Understanding these concepts will help you utilize the Mixpeek Multimodal Warehouse offerings.
Mixpeek Term | Description | Data Warehouse Analogy |
---|---|---|
Namespace | Query boundaries that isolate environments | Database/Schema |
Bucket | Storage containers for raw objects and files | Raw Data Lake/Storage Layer |
Object | Collections of related input files | Raw Data Files/Source Documents |
Blob | Individual raw files within Objects | Binary Data/Single File |
Collection | Groups of processed documents with consistent schema | Table |
Document | Structured outputs from feature extractors | Row |
Feature Extractor | Specialized components that process inputs to extract specific features | ETL Process/Transformation |
Feature | Extracted data elements stored in feature stores | Column/Field |
Feature Store | Specialized storage for extracted features optimized for efficient retrieval | Indexed Columns/Materialized Views |
Retriever | Query engines that search feature stores to find relevant documents | SQL Query Engine |
Retriever Stage | Components of search pipelines that perform specific operations in the retrieval process | Query Execution Plan Step |
Taxonomy | Multimodal equivalent of SQL JOIN operations | JOIN Operation |
Clustering | Multimodal equivalent of SQL GROUP BY operations | GROUP BY Operation |
Research | Multi-step process that explores topics through iterative searches, generates structured reports with sections, and combines retrieved information into cohesive content | Business Intelligence Report |
Component Relationships
The different components in Mixpeek relate to each other in specific ways:Understanding the Relationships
- Buckets contain Objects; Objects are grouped into Batches for processing.

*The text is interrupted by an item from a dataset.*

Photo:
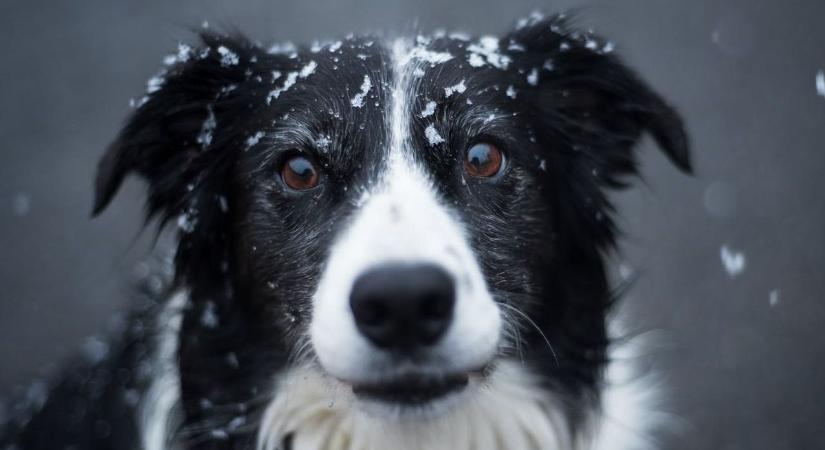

- Submitting a Batch runs Feature Extractors to produce Documents and Feature Stores.
- Documents (features + metadata) live in Collections.
- Taxonomies enrich Documents; Clusters group Documents.
- Retrievers query Feature Stores and return ranked Documents.
Processing Components
Feature Extractors
Specialized components that process inputs to extract features (embeddings, faces, scenes, objects, transcripts). They populate feature stores and produce documents in collections.
Retrievers
Configurable pipelines that combine KNN over feature stores, metadata filters, grouping, and reranking to return relevant documents.
SQL Analogs
- JOIN → Taxonomies: similarity joins that enrich documents (flat or hierarchical).
- GROUP BY → Clustering: groups similar documents; can output centroids/artifacts.